Subsequently, the court ordered consolidation of the case with two similar suits (Silverman et al v. OpenAI and Chabon et al v. OpenAI) and the consolidated case is pending in the court.
Kadrey v. Meta along with Chabon v. Meta
The plaintiffs are authors who sued Meta for using their copyrighted material without permission to train AI. They alleged that the language modules of Meta were infringing derivative works[7] and violative of DMCA for removing/altering CMI. Other claims such as unjust enrichment, unfair competition, and negligence were also made.The court consolidated another similar case by Chabon and dismissed the infringement claim due to insufficient evidence for derivative work claims.
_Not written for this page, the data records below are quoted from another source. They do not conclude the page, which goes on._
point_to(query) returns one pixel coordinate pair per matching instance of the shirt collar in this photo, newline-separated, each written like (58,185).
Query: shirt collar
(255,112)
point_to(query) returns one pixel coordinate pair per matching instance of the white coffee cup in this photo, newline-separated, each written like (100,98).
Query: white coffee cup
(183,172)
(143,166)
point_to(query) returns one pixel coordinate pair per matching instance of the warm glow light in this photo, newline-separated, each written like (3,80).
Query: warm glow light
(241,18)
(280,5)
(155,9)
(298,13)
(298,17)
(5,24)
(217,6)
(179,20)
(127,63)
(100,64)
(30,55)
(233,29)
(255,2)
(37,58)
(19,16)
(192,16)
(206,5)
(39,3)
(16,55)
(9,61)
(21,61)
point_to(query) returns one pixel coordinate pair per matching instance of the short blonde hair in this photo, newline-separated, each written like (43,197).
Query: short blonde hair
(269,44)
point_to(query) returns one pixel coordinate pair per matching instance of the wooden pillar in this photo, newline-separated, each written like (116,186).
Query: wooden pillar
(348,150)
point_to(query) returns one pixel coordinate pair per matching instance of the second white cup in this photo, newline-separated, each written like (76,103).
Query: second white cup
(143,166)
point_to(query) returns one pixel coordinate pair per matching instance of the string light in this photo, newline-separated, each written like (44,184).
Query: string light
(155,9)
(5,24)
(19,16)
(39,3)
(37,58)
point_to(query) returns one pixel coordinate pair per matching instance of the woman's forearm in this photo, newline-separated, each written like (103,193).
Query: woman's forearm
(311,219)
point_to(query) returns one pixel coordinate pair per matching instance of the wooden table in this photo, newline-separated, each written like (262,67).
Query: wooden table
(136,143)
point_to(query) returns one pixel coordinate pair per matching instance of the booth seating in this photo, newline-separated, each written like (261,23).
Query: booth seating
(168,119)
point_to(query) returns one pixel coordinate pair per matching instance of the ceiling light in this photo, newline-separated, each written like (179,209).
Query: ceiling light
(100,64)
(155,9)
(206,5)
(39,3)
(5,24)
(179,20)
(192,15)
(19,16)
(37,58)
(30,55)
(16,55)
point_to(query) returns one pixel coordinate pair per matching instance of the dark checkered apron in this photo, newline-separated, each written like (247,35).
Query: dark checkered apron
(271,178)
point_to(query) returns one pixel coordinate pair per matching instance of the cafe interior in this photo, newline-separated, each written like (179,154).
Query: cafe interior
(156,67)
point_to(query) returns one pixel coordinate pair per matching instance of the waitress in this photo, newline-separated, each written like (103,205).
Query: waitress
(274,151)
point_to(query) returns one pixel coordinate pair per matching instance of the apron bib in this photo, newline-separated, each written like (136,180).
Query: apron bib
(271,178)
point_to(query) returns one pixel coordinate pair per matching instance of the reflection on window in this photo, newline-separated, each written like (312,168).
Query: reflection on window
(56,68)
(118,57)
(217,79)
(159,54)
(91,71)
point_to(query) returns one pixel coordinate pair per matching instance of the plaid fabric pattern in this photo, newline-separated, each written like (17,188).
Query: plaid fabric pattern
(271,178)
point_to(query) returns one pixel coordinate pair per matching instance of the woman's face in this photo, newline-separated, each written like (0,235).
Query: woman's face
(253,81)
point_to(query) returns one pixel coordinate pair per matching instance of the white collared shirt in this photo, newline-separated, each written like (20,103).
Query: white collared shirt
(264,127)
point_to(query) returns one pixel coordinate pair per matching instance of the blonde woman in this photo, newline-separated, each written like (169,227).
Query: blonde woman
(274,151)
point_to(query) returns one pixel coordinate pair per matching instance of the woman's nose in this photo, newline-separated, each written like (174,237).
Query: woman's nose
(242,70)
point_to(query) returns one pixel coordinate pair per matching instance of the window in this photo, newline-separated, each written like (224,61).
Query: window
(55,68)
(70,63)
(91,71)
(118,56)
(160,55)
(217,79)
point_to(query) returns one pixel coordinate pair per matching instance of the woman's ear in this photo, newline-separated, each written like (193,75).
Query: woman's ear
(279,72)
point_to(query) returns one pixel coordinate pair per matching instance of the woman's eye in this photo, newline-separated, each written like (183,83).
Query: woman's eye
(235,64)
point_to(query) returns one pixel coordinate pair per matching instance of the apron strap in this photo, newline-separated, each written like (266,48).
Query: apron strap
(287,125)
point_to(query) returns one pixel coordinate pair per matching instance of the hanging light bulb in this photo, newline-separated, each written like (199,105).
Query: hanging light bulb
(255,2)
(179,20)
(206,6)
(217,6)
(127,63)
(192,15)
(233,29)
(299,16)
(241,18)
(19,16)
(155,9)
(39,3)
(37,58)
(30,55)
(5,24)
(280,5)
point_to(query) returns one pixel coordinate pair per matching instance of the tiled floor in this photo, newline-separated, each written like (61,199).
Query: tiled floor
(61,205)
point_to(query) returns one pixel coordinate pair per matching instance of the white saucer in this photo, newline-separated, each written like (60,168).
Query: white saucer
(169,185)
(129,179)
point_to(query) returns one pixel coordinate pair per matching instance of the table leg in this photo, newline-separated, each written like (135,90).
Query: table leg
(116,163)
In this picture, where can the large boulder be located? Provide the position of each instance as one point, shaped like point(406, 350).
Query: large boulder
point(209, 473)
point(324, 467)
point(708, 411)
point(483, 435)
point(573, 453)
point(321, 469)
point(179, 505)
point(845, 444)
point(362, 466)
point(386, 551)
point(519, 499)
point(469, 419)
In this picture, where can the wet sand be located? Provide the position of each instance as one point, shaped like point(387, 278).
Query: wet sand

It also dismissed claims of unfair competition, unjust enrichment, and negligence because they were pre-empted by the Copyright Act. The DMCA violation claim was also dismissed as there was no evidence that Meta distributed copies of the books.
The court granted permission to amend all the claims, except the claim for negligence which was completely dismissed.
- Doe v. GitHub
This case pertains to the complaint by programmers[8] against GitHub, Microsoft, and Open AI as discussed in Part 2 of our series. Initially dismissed due to lack of clarity on harm, an amended complaint has been filed, providing proof of injury and including additional affected inpiduals, J.Doe 3, 4, and 5.The Court assessed damages and remedies for all J.Doe’s. It dismissed DMCA violation claims due to lack of proof regarding identical copies. Other claims like unfair competition, unfair enrichment, negligence, intentional and negligent interference with prospective economic relations were rejected due to pre-emption. Regarding relief, it decided that J.Doe’s 1, 2, and 5 can seek injunctive relief and damages, while Does 3 and 4 can only seek injunctive relief.
While court granted an opportunity to amend the DMCA claims, the other claims were dismissed with prejudice.
PENDING LITIGATION
There are also several ongoing cases where a complaint has been filed but the matter hasn’t reached hearing:
- Recently, eight popular newspaper publishers sued OpenAI and Microsoft for using copyrighted material without permission to train their AI model.[9] They alleged ChatGPT scraped their online content without compensating them and replicated their work verbatim. OpenAI has not filed a legal reply but expressed their intent to support news organizations and improve reader experiences. Microsoft, on the other hand has not commented on the issue.
- In February 2024, Intercept Media and Raw Story and Alternet Media separately filed cases, alleging that ChatGPT omitted copyright credits in its responses, indicating that training models lacked required copyright management information (CMI). On April 29th, OpenAI moved to dismiss the claims, citing jurisdictional issues and insufficient evidence of CMI removal.
- The New York Times sued OpenAI for unauthorised use of its copyrighted material. OpenAI responded to the suit through a blog post claiming the defence of fair use. While they subsequently sought to dismiss the claims, the decision of this case remains pending.
- The Authors Guild along with 17 authors sued OpenAI for unauthorised usage of copyrighted work which caused monetary losses.[10] Following that, author Julian Sancton filed a complaint and a motion to link their case with this case. Complaints by Alter and Basbanes, with similar claims, were consolidated. OpenAI has moved to dismiss the case citing fair use.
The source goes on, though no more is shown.